SuttaCentral Search Bugs 🪰

This whole thread will probably be a farm for the tests we need.

If there was someone who could set up the system for testing maybe I could be taught how to create new ones.

Well, not right now. But here’s a few quick ideas before I go to work:

  • Integrating this into Github’s CI system would be great, but perhaps just running it on your own machine for now would be fine.
  • Level of testing: are most of the bugs on the client or server. If the latter, an API test is going to be much easier to set up.
  • Creating tests: unit tests are simple, but require programming knowledge. Something like Cucumber or it’s Python equivalent, Behave, would let you create an executable specification that’s much easier to create and be understood by non technical folk.
  • Alternatively, a front end could be developed where assertions could be expressed in a non technical way.
  • Note that the presence of tests will make future features and refactoring much easier.
3 Likes

So for an absolute minimal example, this is how you might do it:

import pytest

def top_search_results(query: str) -> list[str]:
    return ["an10.16", "an10.216", "an10.33"]
    # TODO: connect to test server and get the ids of the texts


@pytest.mark.parametrize(
    "query,results", [
        ("cat", ["an10.16", "an10.216", "an10.33"]),
        # Add a new line here for each test.
    ]
)
def test_top_search_results(query, results):
    assert top_search_results(query) == results
2 Likes

Thank you for that!

I absolutely agree that implementing something like this will save work in the long run.

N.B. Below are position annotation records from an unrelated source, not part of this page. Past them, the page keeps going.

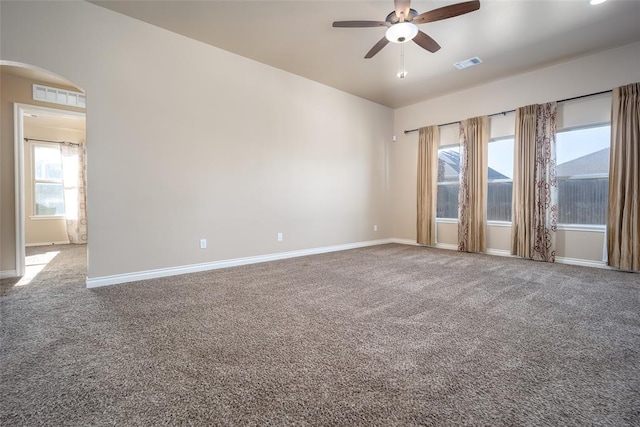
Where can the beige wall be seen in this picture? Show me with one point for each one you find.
(12, 89)
(189, 142)
(582, 76)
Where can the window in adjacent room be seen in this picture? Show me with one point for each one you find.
(48, 194)
(448, 182)
(500, 179)
(582, 168)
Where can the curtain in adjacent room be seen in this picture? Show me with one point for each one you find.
(623, 218)
(74, 183)
(523, 181)
(545, 214)
(428, 143)
(472, 198)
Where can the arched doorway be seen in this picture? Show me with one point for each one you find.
(42, 126)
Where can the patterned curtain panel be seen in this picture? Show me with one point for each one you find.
(523, 181)
(623, 219)
(472, 198)
(74, 182)
(545, 214)
(427, 184)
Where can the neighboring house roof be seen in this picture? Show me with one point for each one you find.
(594, 163)
(449, 167)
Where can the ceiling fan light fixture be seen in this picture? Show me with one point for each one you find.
(401, 32)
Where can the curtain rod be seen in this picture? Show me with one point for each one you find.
(53, 142)
(511, 111)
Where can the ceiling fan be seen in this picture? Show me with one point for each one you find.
(402, 24)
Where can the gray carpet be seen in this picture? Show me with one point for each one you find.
(386, 335)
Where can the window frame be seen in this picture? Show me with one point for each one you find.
(35, 181)
(492, 222)
(600, 228)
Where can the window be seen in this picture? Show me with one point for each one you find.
(582, 158)
(448, 182)
(48, 192)
(500, 179)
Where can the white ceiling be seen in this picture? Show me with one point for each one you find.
(510, 36)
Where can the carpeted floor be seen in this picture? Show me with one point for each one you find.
(386, 335)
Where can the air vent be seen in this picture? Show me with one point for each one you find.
(468, 63)
(59, 96)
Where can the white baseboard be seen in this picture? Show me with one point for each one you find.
(447, 246)
(506, 253)
(95, 282)
(7, 274)
(583, 262)
(498, 252)
(48, 243)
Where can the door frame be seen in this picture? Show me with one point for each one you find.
(19, 111)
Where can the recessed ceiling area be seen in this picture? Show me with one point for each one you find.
(511, 37)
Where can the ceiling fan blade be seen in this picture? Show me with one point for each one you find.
(426, 42)
(360, 24)
(377, 48)
(402, 8)
(447, 12)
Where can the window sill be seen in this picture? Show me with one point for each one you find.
(582, 227)
(499, 223)
(46, 217)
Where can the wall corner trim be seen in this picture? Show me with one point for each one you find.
(95, 282)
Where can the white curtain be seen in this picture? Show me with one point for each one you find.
(74, 182)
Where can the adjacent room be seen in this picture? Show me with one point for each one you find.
(320, 213)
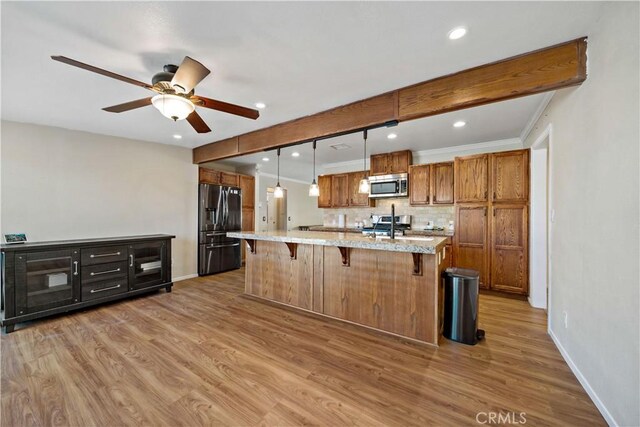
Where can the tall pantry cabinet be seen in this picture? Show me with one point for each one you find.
(492, 208)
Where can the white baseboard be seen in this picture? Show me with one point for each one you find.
(583, 381)
(188, 276)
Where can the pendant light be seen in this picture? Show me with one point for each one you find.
(278, 193)
(364, 182)
(314, 190)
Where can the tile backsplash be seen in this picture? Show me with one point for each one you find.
(440, 215)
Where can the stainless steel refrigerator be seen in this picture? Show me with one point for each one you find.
(220, 211)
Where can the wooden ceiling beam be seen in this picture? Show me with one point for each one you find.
(543, 70)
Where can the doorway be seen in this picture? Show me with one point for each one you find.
(276, 211)
(541, 216)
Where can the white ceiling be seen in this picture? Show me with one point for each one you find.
(298, 58)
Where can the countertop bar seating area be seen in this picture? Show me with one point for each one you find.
(318, 213)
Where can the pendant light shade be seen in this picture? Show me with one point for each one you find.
(314, 190)
(363, 188)
(278, 193)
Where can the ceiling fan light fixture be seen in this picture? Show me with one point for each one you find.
(173, 107)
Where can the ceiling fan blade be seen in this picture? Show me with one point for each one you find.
(198, 124)
(225, 107)
(88, 67)
(189, 74)
(121, 108)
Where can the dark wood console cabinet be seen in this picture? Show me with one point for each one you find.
(46, 278)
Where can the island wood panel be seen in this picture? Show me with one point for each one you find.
(509, 248)
(472, 178)
(510, 176)
(272, 274)
(539, 71)
(442, 181)
(471, 241)
(419, 184)
(379, 290)
(356, 115)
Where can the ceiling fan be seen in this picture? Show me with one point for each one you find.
(175, 97)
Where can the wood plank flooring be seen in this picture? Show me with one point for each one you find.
(205, 355)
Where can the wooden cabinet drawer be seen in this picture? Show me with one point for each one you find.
(101, 272)
(103, 254)
(103, 288)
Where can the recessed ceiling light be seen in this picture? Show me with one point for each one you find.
(457, 33)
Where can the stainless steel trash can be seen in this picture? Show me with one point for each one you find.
(461, 306)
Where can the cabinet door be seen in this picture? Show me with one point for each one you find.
(399, 161)
(510, 176)
(509, 248)
(471, 244)
(324, 184)
(46, 280)
(340, 190)
(471, 179)
(442, 183)
(147, 264)
(378, 164)
(419, 185)
(208, 176)
(247, 186)
(230, 179)
(355, 197)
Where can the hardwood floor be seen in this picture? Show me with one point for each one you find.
(205, 355)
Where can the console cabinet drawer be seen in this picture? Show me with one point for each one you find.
(103, 254)
(103, 289)
(102, 272)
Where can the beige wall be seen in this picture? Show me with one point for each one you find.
(594, 238)
(62, 184)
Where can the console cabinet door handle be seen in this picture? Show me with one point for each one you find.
(101, 255)
(93, 291)
(97, 273)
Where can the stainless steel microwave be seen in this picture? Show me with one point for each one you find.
(388, 186)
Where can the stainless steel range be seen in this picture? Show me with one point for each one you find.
(382, 225)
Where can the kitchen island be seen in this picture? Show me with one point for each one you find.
(393, 286)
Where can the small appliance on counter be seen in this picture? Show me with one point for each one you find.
(382, 225)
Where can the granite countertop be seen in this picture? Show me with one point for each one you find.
(413, 232)
(349, 240)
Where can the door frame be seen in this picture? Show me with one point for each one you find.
(545, 140)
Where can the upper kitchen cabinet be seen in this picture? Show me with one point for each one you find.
(340, 190)
(442, 183)
(472, 179)
(247, 186)
(324, 184)
(229, 178)
(510, 176)
(419, 188)
(208, 176)
(390, 163)
(356, 198)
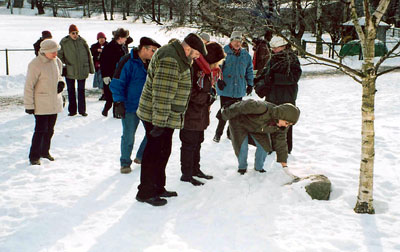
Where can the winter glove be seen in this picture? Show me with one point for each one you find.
(119, 110)
(60, 87)
(106, 80)
(221, 84)
(156, 131)
(213, 96)
(249, 89)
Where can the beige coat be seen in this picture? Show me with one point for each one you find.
(41, 83)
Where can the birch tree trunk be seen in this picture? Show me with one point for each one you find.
(367, 36)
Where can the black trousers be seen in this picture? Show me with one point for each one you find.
(44, 130)
(289, 138)
(221, 123)
(108, 97)
(72, 96)
(155, 159)
(190, 151)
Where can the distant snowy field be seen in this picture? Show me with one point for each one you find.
(81, 202)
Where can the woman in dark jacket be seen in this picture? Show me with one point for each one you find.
(197, 116)
(109, 58)
(96, 50)
(278, 80)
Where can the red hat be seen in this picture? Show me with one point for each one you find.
(73, 28)
(101, 35)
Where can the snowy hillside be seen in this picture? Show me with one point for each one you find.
(81, 202)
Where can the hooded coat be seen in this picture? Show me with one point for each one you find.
(128, 86)
(259, 119)
(40, 93)
(76, 55)
(278, 80)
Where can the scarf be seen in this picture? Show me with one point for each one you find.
(235, 52)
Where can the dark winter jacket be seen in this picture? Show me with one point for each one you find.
(36, 46)
(76, 55)
(109, 58)
(261, 55)
(96, 54)
(278, 80)
(259, 119)
(197, 116)
(128, 87)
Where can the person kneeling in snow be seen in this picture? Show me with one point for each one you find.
(262, 124)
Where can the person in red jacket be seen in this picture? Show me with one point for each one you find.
(206, 72)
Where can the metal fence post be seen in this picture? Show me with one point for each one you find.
(7, 72)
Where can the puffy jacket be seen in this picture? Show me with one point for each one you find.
(128, 87)
(197, 116)
(75, 54)
(237, 73)
(40, 91)
(166, 92)
(278, 80)
(109, 58)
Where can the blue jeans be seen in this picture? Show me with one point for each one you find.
(129, 126)
(261, 154)
(72, 96)
(98, 80)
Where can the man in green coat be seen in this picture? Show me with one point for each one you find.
(162, 108)
(77, 58)
(262, 123)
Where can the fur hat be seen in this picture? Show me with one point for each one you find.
(46, 34)
(120, 33)
(195, 42)
(73, 28)
(49, 46)
(277, 41)
(149, 41)
(101, 35)
(236, 35)
(215, 53)
(205, 36)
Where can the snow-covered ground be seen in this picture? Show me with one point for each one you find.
(81, 202)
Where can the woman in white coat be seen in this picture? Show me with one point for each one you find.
(43, 99)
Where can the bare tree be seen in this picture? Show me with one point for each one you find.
(366, 76)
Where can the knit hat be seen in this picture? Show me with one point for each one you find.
(145, 41)
(277, 41)
(236, 35)
(287, 112)
(120, 33)
(215, 53)
(73, 28)
(46, 34)
(49, 46)
(205, 36)
(101, 35)
(195, 42)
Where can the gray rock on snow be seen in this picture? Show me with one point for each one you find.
(319, 187)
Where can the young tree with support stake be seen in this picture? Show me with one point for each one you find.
(367, 77)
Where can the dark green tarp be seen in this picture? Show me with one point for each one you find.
(353, 47)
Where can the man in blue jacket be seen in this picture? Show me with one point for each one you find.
(237, 71)
(126, 88)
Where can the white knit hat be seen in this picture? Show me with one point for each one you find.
(49, 46)
(236, 35)
(277, 41)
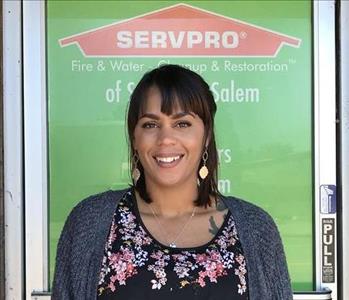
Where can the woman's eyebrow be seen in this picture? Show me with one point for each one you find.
(174, 116)
(182, 114)
(150, 116)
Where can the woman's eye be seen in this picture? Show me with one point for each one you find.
(149, 125)
(183, 124)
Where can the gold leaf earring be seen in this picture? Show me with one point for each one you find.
(203, 172)
(136, 173)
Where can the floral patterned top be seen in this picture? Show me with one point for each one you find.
(136, 266)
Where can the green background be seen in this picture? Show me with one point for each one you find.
(266, 146)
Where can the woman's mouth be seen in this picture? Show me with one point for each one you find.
(168, 161)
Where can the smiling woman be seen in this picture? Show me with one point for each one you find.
(172, 235)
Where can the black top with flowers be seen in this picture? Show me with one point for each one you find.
(136, 266)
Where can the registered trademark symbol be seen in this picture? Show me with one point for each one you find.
(243, 34)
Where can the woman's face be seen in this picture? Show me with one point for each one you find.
(169, 147)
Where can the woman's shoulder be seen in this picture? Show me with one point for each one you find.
(245, 208)
(251, 217)
(96, 206)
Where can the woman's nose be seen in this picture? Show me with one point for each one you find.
(166, 136)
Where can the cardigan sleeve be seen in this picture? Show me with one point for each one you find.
(275, 262)
(61, 280)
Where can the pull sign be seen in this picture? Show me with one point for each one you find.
(327, 199)
(328, 250)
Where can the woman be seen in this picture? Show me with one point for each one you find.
(172, 235)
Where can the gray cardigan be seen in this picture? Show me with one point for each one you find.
(81, 248)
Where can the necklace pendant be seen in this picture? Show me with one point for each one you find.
(173, 245)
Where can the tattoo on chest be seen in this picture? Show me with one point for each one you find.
(213, 229)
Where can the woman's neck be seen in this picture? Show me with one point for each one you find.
(170, 202)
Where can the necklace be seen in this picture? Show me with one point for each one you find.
(172, 243)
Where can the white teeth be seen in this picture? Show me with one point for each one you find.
(167, 159)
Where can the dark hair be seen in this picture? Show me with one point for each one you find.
(183, 87)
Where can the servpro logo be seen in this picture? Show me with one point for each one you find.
(180, 30)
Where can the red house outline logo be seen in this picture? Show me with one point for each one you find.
(180, 30)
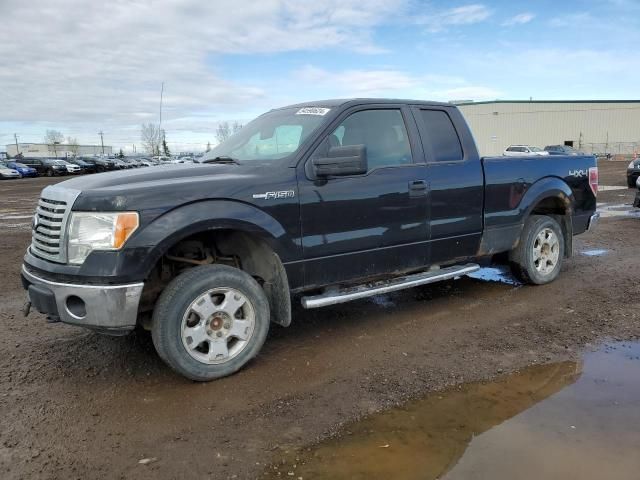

Here is an odd one. https://suttacentral.net/search?query=in:mn+rag-robe with a hyphen return 4 results without a hyphen, but https://suttacentral.net/search?query=in:mn+ragrobe without a hyphen returns nothing.

1 Like

Just had a look at the code. Looks like we use Algolia for some searches and ArangoDB for others. Both have a class TextLoader and both have a method fix_text() that might be the problem.

EDIT

No, the two methods are the same. Perhaps Algolia and ArangoDB deal with apostrophes differently?

3 Likes

Thanks for feedback!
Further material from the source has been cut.